Tyson, his wife Lakiha Tyson and Tyrannic LLC sued Brian Ourand and two corporations, in Superior Court: SFX Financial Advisory Management Enterprises, and Live Nation Entertainment.
SFX Financial is a subsidiary of Live Nation, according to the complaint, which refers to them as one entity: SFX/Live Nation. Ourand was a “senior executive” for SFX/Live Nation, the Tysons say.
The former boxing champ says he was their client.
In the complaint, he seeks damages for “Ourand’s theft and embezzlement of more than $300,000.00 from the Tysons and based on defendant Ourand’s false and misleading financial advice aimed at concealing his theft and embezzlement causing damages to the Tysons in excess of $5,000,000.00. Defendant Ourand was a senior executive employed by defendant SFX/Live Nation and was the relationship partner to the Tysons at the time of the theft.”
SFX/Live Nation is a financial advisory firm registered with the SEC, which “markets itself as the premier financial firm to superstar athletes,” the Tysons say in the complaint. They market and promote themselves in association with the multibillion-dollar promotions/concert company Live Nation.
The Tysons claim they hired the defendants believing they would “treat him different than the string of managers and financial advisers before it, who previously defrauded and stole from Mr. Tyson and squandered his fortune.”
They say they appointed Ourand to manage their bankruptcy trust, invited him to their wedding, and gave him “full access to sign checks and total authority over the Tysons’ accounts.”
But as they tried to wrap up their bankruptcy proceedings, in July 2011, the Tysons say, they “discovered that defendant Ourand embezzled more than $300,000.00 from the Tysons and provided false and misleading financial advice to the Tysons’ retained legal professionals to cover up his theft and embezzlement which caused the Tysons damages in excess of $5,000,000.00.”
And, they claim, “SFX/Live Nation perpetrated its own oppressive and deceptive scheme to cover up defendant Ourand’s conduct and to deflect blame for the theft and embezzlement.”
They claim that SFX/Live Nation appointed a new “relationship partner” to their account, and did not tell them why until they asked.
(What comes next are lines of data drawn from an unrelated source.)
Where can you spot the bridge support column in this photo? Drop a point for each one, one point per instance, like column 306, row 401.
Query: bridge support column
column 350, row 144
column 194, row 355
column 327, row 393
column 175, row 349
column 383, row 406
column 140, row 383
Only then “did defendant SFX/Live Nation reveal that defendant Ourand stole more than $300,000.00 from the Tysons.”
But even then, the Tysons say, “Defendant SFX/Live Nation did not provide an accounting of the funds to the Tysons, but instead demanded the Tysons blindly trust them regarding what they represented the purported loss to be.”
They also claim that SFX/Live Nation, knowing that the Tysons were represented by counsel, sent them directly a legal document “which would have waived the Tysons’ right to file a lawsuit and would have bound the Tysons to strict confidentiality about the theft committed by defendant Ourand-a SFX/Live Nation senior executive who controlled the finances of numerous other superstar athletes.”
The Tysons say SFX/Live Nation refused their request to timely return their files, and that so far as they know, “SFX/Live Nation has not reported defendant Ourand’s conduct to the Securities and Exchange Commission and has permitted defendant Ourand to obtain lucrative work as a financial adviser elsewhere.”
The Tysons seek an accounting and compensatory and punitive damages for conversion, fraud, intentional misrepresentation and concealment, unjust enrichment, breach of fiduciary duty, and negligent hiring, retention and supervision.
They are represented by Mark Geragos with Geragos & Geragos.